Janusz Żebrowski: Rynek usług interaktywnych jest skazany na wzrost
- Z jednej strony na polskim rynku agencji interaktywnych oczekuję wciąż wzrostu, ale z drugiej strony będziemy mieli do czynienia z coraz większym rozdrobnieniem - mówi nam Janusz Żebrowski, prezes agencji K2 Internet.
- Kiedy kilkanaście lat temu zaczynaliśmy naszą pracę, na rynku było zaledwie kilka agencji interaktywnych. Dla klientów była to zupełnie nowa tematyka i ogromną częścią naszej działalności było edukowanie i tłumaczenie, na czym polegają działania w internecie. Dzisiaj mamy ogromną różnorodność, a granice pomiędzy firmami oferującymi różne usługi coraz bardziej się zacierają – mówi Janusz Żebrowski, prezes zarządu K2 Internet.

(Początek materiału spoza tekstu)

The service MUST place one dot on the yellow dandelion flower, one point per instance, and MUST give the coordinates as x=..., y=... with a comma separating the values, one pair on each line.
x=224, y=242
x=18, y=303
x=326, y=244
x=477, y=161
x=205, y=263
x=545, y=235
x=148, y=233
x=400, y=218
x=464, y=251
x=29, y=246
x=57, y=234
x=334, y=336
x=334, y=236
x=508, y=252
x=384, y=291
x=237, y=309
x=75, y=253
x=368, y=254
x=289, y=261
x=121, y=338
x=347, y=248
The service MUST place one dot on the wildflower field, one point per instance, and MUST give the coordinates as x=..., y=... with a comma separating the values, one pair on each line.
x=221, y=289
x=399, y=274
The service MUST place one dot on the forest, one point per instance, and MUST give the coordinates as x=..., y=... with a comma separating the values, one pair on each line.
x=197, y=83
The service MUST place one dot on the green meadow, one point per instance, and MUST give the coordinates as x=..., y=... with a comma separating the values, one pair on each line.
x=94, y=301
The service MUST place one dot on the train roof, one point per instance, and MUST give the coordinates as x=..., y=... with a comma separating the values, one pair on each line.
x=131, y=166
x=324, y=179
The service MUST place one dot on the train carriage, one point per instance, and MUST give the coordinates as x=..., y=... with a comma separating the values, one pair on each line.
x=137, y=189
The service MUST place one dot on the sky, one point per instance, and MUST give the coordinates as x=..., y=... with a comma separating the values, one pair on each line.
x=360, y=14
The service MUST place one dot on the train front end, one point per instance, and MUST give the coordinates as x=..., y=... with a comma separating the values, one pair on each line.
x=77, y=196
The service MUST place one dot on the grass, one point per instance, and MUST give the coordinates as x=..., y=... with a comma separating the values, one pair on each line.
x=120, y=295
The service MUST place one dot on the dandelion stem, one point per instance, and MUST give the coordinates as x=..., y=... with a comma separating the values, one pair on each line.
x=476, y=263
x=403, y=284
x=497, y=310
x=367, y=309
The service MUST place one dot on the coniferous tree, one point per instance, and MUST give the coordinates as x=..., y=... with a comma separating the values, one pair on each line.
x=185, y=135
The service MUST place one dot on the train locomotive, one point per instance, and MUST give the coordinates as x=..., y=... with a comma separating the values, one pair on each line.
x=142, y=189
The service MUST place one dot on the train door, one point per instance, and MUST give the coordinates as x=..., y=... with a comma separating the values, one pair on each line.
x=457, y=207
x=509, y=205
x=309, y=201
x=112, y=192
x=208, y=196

Z Żebrowskim rozmawialiśmy m.in. o codziennych realiach panujących na rynku. - Brief można wysłać do butiku kreatywnego, dużej firmy technologiczno-marketingowej, agencji reklamowej mającej w ofercie digital, domu mediowego albo właśnie do agencji interaktywnej. Coraz częściej pojawia się konkurencja ze strony samych mediów. Można przyjść np. do Onetu i powiedzieć, że chce się zrobić dużą kampanię i dostać kreację „w cenie” - przyznaje szef K2 Internet.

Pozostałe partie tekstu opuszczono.